Between Mystery and Stereotypes: Sweden in Italian Films of the 1960s
Davide Agostino Finco  1@  
1 : Università degli Studi di Genova

In 1960s, Sweden (often standing for the whole Scandinavia) was still an exotic area for Italian public, included most intellectuals. The perception of an essentially different country led to several stereotypes, from the idea of a perfectly organized society to the image of a place where human relations were free from the compromises and the hypocrisy ruling in Southern Europe; this last trait was occasionally connected with a more profound experience of nature.

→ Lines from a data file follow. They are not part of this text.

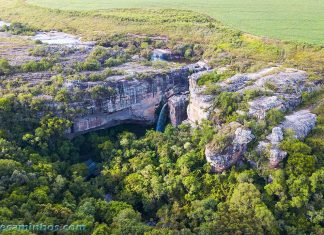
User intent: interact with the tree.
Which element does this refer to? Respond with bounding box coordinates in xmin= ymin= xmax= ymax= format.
xmin=205 ymin=183 xmax=279 ymax=235
xmin=110 ymin=208 xmax=151 ymax=235
xmin=92 ymin=223 xmax=110 ymax=235
xmin=98 ymin=140 xmax=114 ymax=161
xmin=0 ymin=159 xmax=22 ymax=178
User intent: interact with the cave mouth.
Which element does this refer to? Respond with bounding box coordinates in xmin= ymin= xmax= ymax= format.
xmin=73 ymin=123 xmax=154 ymax=162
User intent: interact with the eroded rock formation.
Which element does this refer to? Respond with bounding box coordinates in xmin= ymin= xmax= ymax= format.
xmin=193 ymin=67 xmax=319 ymax=172
xmin=262 ymin=109 xmax=317 ymax=168
xmin=205 ymin=122 xmax=255 ymax=173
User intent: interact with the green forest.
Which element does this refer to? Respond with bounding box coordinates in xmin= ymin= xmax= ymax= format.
xmin=0 ymin=1 xmax=323 ymax=235
xmin=0 ymin=77 xmax=323 ymax=234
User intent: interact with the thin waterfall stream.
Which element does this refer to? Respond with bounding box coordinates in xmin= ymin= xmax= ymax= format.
xmin=156 ymin=103 xmax=168 ymax=132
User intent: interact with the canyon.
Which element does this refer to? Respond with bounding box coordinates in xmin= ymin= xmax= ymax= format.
xmin=0 ymin=23 xmax=320 ymax=173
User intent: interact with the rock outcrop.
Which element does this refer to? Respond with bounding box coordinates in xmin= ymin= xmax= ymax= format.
xmin=168 ymin=94 xmax=189 ymax=126
xmin=280 ymin=110 xmax=317 ymax=139
xmin=187 ymin=71 xmax=214 ymax=124
xmin=258 ymin=109 xmax=317 ymax=168
xmin=205 ymin=122 xmax=254 ymax=173
xmin=248 ymin=96 xmax=284 ymax=119
xmin=198 ymin=67 xmax=319 ymax=172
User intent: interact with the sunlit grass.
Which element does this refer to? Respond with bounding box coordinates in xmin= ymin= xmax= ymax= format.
xmin=26 ymin=0 xmax=324 ymax=45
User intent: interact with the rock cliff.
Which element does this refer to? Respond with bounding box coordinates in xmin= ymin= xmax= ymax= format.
xmin=168 ymin=94 xmax=189 ymax=126
xmin=68 ymin=62 xmax=208 ymax=135
xmin=187 ymin=70 xmax=214 ymax=124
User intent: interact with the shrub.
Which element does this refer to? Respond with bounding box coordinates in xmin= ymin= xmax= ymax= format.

Italian cinema explored in the Sixties all these and other features, from the comedy Le svedesi (1960, Swedish Girls) to the arguable and much discussed docu-film Svezia Inferno e Paradiso (1968, Sweden Heaven and Hell). In this context, a peculiar position is taken by the internationally awarded Il diavolo (1963, The devil), whose screenwriter, Rodolfo Sonego, planned to represent Sweden as a sort of land of the future, certainly marked by a high degree of emancipation, but also – and likely above all – by an enigmatic sense of life, which was expressed by silence even more than by provocative conversations. The male protagonist, Alberto Sordi, already a star in Italy, acts as usual as the Italian macho in search of love affairs, but is humiliated during the whole film, while meeting with an irreducible otherness that leads to an almost unique case in his long career, so that this film might be even looked at as a parody of the Italian comedy itself. Another striking example of the image of Sweden at that time is represented by the docu-film Nude, calde e pure (1965, Naked, hot and pure), a French-Italian production that sets Swedish society in parallel with Polinesian one, while highlighting both similarities and differences between a very modern world (already in the future!) that is somehow looking back to primitive values and freedom and an ancient and nearly untouched world that is rapidly experiencing modernity, respectively; however naïve, controversial and tendentious, this film remarks – or even builds up – the exoticism of Sweden for Southern Europeans.